An earlier version of the plan, based on information to May 15, had assumed 80-100 cases. The WHO says the new figure is not a prediction but part of its modelling to plan and budget for a response.
Congo's Health Ministry said late on Monday there had been 54 cases of Ebola in the outbreak — 35 confirmed, 13 probable and six suspected — and 25 deaths. There have been no deaths or new confirmed cases in the past two days.
The deadly virus spreads easily through bodily fluids and eight previous outbreaks in Congo have claimed between 1 and 256 lives. A West African outbreak that began in late 2013 killed 11,300 before being brought under control in 2016.
WHO's plan for Congo assumes each rural Ebola case would have 10 potentially infected contacts and each urban case would have 30. As of May 26, there were 906 contacts being followed, WHO spokesman Tarik Jasarevic said.
No explosive increase in cases
Identifying contacts is crucial for stopping the spread of the disease. Health workers hope to vaccinate every contact to effectively ringfence each Ebola patient and prevent further spread.
WHO is cautiously optimistic about the progress of the Ebola response in Congo after 90 per cent of people at risk in the city of Mbandaka were vaccinated, a senior WHO official said on Tuesday.
"I think we can't conclude that we have safeguarded the city of Mbandaka but we can say that so far there has not been an explosive increase in cases, so that's a positive sign and a positive development," Peter Salama, WHO Deputy Director-General for Emergency Preparedness and Response, told reporters.
More than 400 potential Ebola contacts had been vaccinated.

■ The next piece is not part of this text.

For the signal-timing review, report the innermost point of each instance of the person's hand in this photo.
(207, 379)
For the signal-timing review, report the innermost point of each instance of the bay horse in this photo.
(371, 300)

Salama also said he hoped to get government approval within days to use five experimental drugs to treat Ebola patients, in a clinical trial which could lay the groundwork for more rapid treatments in future outbreaks.
The WHO estimates 1,000 people move each day through major points of entry connected to Bikoro health zone, the remote area of Equateur province where the outbreak was first declared. Around 50 per day go by boat from Bikoro to neighbouring Republic of Congo.
Since the plan was written, the disease has spread to the provincial capital Mbandaka, with an estimated population of 1.5 million people, and WHO has more than doubled its response budget, to $56 million US from an initial $26 million.
The plan also sets out targets for the disease response, including that 100 per cent of new cases should come from known contacts and none of the cases should be health care workers.
Zero contacts should be lost, and all people who die from suspected or probable Ebola should be buried in a safe way, to prevent the infection spreading.
The case fatality ratio for all confirmed cases admitted into Ebola treatment centres should be less than 50 per cent, it said.